RAPTOR:遞迴抽象處理用於樹狀檢索
RAPTOR: Recursive Abstractive Processing for Tree-Organized Retrieval
January 31, 2024
作者: Parth Sarthi, Salman Abdullah, Aditi Tuli, Shubh Khanna, Anna Goldie, Christopher D. Manning
cs.AI
摘要
檢索增強語言模型能更好地適應世界狀態的變化並納入長尾知識。然而,大多數現有方法僅從檢索語料庫中檢索短連續片段,限制對整體文件上下文的全面理解。我們引入了一種新穎的方法,通過遞歸嵌入、聚類和總結文本片段,從底部開始構建具有不同摘要級別的樹。在推論時,我們的RAPTOR模型從這棵樹中檢索,整合不同抽象級別的長文檔信息。控制實驗表明,使用遞歸摘要進行檢索在多項任務上比傳統的檢索增強語言模型有顯著改進。在涉及複雜、多步推理的問答任務中,我們展示了最先進的結果;例如,通過將RAPTOR檢索與GPT-4的使用結合,我們可以將在QuALITY基準測試中的最佳表現提高20%的絕對準確性。
English
Retrieval-augmented language models can better adapt to changes in world
state and incorporate long-tail knowledge. However, most existing methods
retrieve only short contiguous chunks from a retrieval corpus, limiting
holistic understanding of the overall document context. We introduce the novel
approach of recursively embedding, clustering, and summarizing chunks of text,
constructing a tree with differing levels of summarization from the bottom up.

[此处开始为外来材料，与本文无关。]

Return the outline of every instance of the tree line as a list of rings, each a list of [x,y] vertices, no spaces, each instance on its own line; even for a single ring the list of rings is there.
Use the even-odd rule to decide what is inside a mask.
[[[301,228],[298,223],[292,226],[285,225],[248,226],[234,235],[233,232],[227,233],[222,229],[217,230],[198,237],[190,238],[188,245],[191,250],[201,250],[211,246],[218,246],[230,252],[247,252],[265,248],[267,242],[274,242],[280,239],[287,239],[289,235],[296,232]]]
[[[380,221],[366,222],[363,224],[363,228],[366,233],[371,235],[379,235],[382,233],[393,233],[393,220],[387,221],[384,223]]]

At inference time, our RAPTOR model retrieves from this tree, integrating
information across lengthy documents at different levels of abstraction.
Controlled experiments show that retrieval with recursive summaries offers
significant improvements over traditional retrieval-augmented LMs on several
tasks. On question-answering tasks that involve complex, multi-step reasoning,
we show state-of-the-art results; for example, by coupling RAPTOR retrieval
with the use of GPT-4, we can improve the best performance on the QuALITY
benchmark by 20% in absolute accuracy.